Talk:Ben oil

Latest comment: 5 years ago by 69.124.116.101

There's a really good article at She net on ben oil. It's in Swedish, though. Would some kind Swedish speaking soul add some of the information there to this article? Waitak 15:23, 27 May 2006 (UTC)Reply

It says the oil has a pleasant taste. But it's not used for cooking? Is it toxic? — Preceding unsigned comment added by 69.124.116.101 (talk) 06:09, 16 September 2018 (UTC)Reply


Translation edit

Here's the first leg of the translation consisting of the historical facts. Expect more later on.

Peter Isotalo 15:38, 19 June 2006 (UTC)Reply


This oil with a long, complicated and intresting history has barely made itself known since its heydays during antiquity. But (recently) something relating to growing conditions or economy has occured that has caught the attention of international cosmetics giants. It's not often that such an ideal perfume oil is discovered - every other millenium or so.

Greece

The old Greeks manufactured herbal oils and ben oil. Theofrastos (4th century BC) had strong opinions about which oils to use to make perfumes; ben oil was the best.

Rome Around 70 AD Pliny describes the tree and its fruits under the name myrobalanum after the Greek word myron "ointment". Around the same time Dioskorides calls the fruits balanos myrepsike" (roughly "acorn shaped fruit well-suited for preperation of fragrant ointments"). This due because grinding the kernels "like bitter almonds, produces a liquid which is used instead of oil to prepare precious ointments." (Take notice that bitter almond oil was used "instead of oil". This implies that the almond oil of antiquity was completely different from the kind used today.) Dioskorides' recommendation helped promote balanos fruits and their oil for medical usage.

Alexandria

By this (?) time Alexandria in Egypt, under Roman rule, grown to the perfume metropolis of its time. This was still true when the Turks took the city in 642 and became familiar with both the fruits and the oil. The Arabic word for myrobola didn't include just the fruit, but also the oil and the herbal oils extracted from it. That Arabic herbal oils usually included myrrh resin, Indian cardemom and other types of cardemom lead to a common misunderstanding: Portuguese botanists who started exploring the Far East in the 16th century wasted years trying to find the tree that produced the fragrant myrobalan oil before they realized that it was just an extract of a plant they already knew of.

Europe

Another misunderstanding arose when a new Malaysian fruit reached Europe through the Arabs. The Europeans confused it with myrobalum and called the new fruits "myrobalans". The problem was only solved by simply renaming the old fruit, borrowing the Arabic bân for the new name. It was enough to separate the two products, but confusion was still common for several hundred years since both were used in medicines. Naturally the ben fruits of antiquity were not the same as the ben fruits of modern times.

Grasse

Recent interest in ben oil began on Jamaica during the first halft of the 19th century. The oil had a reputation for being extremely durable and was often used to lubricate fine mechanics (clocks, for example). In 1848 the oil was analyzed for the first time and a new type of saturated fatty acid was found and was given the name behenic acid.

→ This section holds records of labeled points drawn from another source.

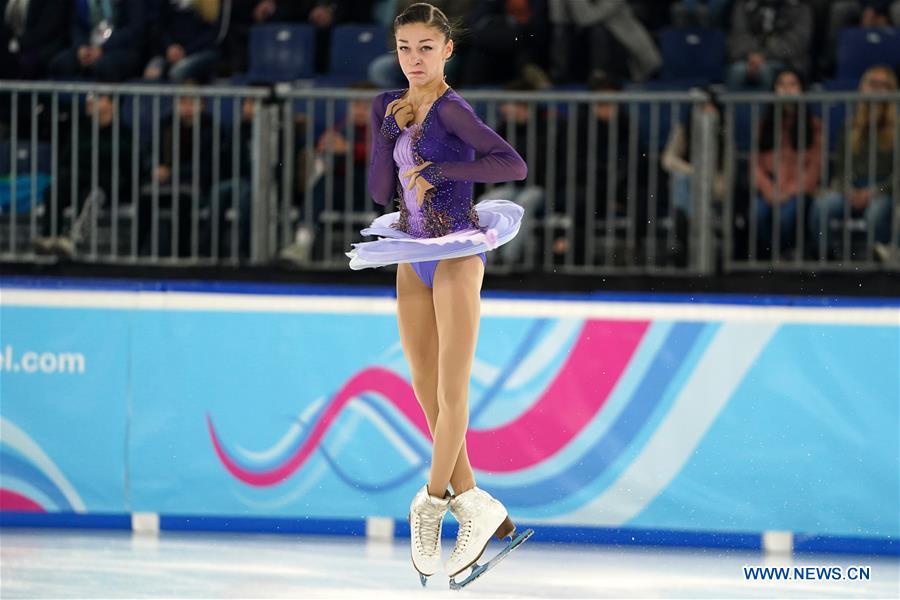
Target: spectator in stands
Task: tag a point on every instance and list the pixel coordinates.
(783, 181)
(322, 14)
(176, 198)
(529, 194)
(507, 39)
(64, 237)
(618, 43)
(34, 32)
(859, 187)
(855, 13)
(678, 161)
(107, 39)
(700, 13)
(610, 169)
(767, 36)
(336, 152)
(189, 35)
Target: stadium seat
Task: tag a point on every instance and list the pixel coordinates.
(26, 187)
(352, 49)
(859, 48)
(281, 52)
(692, 54)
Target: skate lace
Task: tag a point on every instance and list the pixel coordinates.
(462, 539)
(429, 532)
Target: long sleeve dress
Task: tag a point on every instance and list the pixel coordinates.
(463, 151)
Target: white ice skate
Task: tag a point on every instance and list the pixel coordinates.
(480, 516)
(426, 515)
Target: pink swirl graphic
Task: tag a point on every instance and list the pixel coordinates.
(576, 395)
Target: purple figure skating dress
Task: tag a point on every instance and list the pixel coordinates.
(447, 224)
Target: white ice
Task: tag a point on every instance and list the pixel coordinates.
(90, 564)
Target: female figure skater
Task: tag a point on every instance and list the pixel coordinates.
(425, 142)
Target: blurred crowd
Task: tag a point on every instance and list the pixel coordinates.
(548, 42)
(794, 187)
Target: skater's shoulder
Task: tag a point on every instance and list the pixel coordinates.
(382, 99)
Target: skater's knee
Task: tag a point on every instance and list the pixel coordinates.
(453, 402)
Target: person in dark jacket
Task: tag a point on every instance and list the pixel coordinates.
(106, 38)
(188, 45)
(68, 224)
(34, 31)
(766, 37)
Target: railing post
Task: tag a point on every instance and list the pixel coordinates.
(261, 185)
(704, 157)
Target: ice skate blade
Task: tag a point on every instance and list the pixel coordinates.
(479, 570)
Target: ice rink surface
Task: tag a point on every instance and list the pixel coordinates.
(92, 564)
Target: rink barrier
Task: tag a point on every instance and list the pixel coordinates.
(544, 533)
(142, 300)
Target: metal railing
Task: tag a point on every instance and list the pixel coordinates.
(228, 175)
(866, 236)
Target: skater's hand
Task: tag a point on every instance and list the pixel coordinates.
(402, 112)
(416, 179)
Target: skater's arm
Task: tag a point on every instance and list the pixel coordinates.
(383, 173)
(497, 161)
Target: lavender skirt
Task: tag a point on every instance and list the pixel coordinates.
(499, 220)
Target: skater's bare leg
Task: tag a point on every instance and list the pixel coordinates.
(419, 338)
(457, 309)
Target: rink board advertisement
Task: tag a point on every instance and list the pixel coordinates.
(611, 414)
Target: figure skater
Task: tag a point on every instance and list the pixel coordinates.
(425, 140)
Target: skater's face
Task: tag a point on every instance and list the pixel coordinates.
(422, 51)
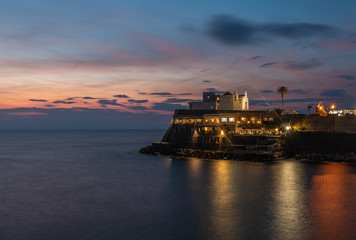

At the perfume manufactury in Grasse ben oil was used as a maceration oil for herbal oil until it was replaced by cheaper types of oil, alcohol and newly invented solvent agents in the 1870s. In the 1930s it was again put to use again, but was then again forgotten as a component of perfume making, probably mostly due to political turmoil in many European colonies. While ben oil lead a largely obscure existance for the rest of the 20th century as a clockmaker oil large-scale plantations were developed in India.

Pharmacopoeias

Ben oil was registered in the Stockholm pharmacopoeia of 1686 and in other lists of medicinal drugs in general usage, though never in the main Swedish pharmacopoeia.